En fait, j'avais pensé, au début, à une période historique plus proche. Peut-être les camps de concentration. Mais il fallait qu'il se soit écoulé un long laps de temps avant que la fille, dans la chanson, ne relise la lettre et se demande qui l'a écrite. Je voulais parler de la mémoire, qui fonctionne de manière très sélective : elle a peut-être oublié cet amoureux parce qu'on oublie des choses très importantes, traumatisantes. J'ai été très touchée par les lettres des poilus, ces types de vingt ans qu'on envoyait à la guerre et qui allaient mourir.
Comment s'est fait le choix de Guillaume Depardieu pour chanter avec vous en duo sur cette chanson, Une lettre oubliée ?
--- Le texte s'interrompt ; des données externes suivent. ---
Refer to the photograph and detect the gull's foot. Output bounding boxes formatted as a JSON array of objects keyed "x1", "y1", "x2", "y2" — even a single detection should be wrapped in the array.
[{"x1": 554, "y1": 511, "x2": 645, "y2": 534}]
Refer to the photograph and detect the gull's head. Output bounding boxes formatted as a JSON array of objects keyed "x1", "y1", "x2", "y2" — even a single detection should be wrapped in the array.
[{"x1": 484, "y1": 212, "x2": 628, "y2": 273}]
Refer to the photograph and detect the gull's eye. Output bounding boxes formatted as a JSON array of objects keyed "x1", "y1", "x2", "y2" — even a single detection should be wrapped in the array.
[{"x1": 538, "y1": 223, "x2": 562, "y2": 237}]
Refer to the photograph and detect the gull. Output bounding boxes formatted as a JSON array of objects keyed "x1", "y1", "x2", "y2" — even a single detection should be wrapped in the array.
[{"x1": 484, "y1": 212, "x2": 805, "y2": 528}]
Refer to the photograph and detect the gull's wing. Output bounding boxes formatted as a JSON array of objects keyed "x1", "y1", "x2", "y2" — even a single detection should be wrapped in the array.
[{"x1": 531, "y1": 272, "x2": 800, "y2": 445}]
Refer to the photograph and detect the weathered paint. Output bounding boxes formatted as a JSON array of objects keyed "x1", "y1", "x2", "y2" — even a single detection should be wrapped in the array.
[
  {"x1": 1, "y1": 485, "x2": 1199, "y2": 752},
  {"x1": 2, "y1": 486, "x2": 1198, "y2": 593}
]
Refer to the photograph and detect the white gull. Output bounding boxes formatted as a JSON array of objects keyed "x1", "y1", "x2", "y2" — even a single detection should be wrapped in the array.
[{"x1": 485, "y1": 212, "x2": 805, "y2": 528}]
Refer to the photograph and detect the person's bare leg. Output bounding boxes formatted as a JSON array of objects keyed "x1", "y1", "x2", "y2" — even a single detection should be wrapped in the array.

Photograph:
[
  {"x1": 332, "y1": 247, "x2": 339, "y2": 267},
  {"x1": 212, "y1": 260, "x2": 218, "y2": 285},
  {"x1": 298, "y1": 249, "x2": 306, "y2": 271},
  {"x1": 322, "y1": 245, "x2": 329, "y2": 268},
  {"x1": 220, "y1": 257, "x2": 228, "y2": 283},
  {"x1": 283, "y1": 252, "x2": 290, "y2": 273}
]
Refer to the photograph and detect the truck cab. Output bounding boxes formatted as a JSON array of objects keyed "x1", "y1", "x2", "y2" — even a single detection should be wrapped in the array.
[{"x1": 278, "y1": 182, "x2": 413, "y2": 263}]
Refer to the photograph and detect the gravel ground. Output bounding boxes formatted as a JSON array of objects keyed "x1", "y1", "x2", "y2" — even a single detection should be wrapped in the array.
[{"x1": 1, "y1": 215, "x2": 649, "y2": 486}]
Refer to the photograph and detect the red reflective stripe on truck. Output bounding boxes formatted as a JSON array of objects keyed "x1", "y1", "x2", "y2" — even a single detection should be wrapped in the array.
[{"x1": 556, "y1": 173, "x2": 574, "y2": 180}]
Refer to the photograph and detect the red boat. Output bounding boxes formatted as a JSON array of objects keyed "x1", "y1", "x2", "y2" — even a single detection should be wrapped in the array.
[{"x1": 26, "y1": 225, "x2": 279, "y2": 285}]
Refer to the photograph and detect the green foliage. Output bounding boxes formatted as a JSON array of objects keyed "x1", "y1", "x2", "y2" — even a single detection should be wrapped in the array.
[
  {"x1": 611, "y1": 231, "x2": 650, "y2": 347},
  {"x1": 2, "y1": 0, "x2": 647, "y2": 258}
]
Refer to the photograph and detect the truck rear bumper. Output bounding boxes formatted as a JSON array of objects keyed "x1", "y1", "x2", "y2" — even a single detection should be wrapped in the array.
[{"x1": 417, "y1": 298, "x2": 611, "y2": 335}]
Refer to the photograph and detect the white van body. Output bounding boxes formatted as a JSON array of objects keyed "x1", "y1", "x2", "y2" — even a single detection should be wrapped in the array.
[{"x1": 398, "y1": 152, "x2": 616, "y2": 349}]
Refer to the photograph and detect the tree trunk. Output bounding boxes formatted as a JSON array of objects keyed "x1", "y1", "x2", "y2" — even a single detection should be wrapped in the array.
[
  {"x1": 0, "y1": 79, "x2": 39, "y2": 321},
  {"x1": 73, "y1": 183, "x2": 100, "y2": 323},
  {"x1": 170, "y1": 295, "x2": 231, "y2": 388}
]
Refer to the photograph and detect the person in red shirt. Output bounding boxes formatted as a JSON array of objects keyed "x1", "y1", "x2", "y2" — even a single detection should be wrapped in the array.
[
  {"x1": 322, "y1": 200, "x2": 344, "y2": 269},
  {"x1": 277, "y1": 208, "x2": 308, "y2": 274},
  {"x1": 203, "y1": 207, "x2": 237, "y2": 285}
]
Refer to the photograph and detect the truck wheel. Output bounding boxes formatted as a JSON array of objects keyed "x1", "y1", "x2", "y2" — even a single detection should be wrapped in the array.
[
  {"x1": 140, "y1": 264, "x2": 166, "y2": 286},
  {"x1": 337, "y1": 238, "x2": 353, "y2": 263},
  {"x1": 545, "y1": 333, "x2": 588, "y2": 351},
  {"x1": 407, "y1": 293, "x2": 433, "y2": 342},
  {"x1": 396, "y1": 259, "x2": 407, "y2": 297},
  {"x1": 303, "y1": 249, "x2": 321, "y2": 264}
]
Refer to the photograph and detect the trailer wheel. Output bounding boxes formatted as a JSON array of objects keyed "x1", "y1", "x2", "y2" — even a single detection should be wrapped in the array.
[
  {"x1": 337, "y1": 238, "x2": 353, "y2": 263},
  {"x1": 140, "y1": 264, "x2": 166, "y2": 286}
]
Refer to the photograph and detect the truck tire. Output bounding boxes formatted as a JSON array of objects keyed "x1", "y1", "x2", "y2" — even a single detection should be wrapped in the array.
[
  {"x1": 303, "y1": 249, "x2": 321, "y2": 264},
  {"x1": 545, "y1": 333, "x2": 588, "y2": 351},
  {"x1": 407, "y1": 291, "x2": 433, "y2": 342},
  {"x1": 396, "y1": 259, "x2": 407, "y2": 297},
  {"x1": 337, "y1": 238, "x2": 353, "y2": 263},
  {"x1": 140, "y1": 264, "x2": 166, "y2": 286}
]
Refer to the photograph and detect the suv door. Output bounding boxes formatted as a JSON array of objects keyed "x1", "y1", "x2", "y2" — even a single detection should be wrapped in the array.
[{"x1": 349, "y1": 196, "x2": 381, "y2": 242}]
Comme un casting de cinéma. Au départ, ce n'était pas un duo mais quand j'ai fait écouter la maquette de la chanson, tous mes proches m'ont dit qu'on ne comprenait pas la chanson si je chantais seule la voix du passé et celle du présent. Dès qu'on m'a suggéré de faire un duo, j'ai dit que je ne voulais pas le faire avec un chanteur. Même avec ceux que j'aime et qui ont des belles voix – comme Marc Lavoine –, il y a trop de connotations variées. Donc : un acteur. Mais toutes les voix très reconnaissables au cinéma sont celles d'hommes mûrs, et il fallait une voix assez jeune. J'ai pensé à Vincent Cassel mais, avec son personnage au cinéma, il est du genre à revenir de la guerre. Et puis sa nana ne l'oublie pas, sinon il lui file deux marrons ! (rires) Quand on m'a parlé de Guillaume Depardieu, il s'est imposé comme une évidence. Je le trouve très beau, c'est un impeccable comédien, hyper sensible. Et puis, il connaît bien une certaine lignée de la chanson, il a fréquenté Barbara, a écrit un titre pour elle. De lui, j'avais la même image que tout le monde : un enfant terrible vu à la télé, de temps en temps dans la rubrique des faits divers, un type très rock'n roll. Quand il est venu en studio, il s'est passé quelque chose d'incroyable. Il était tétanisé et, à sa première prise, tout le monde dans le studio était en larmes.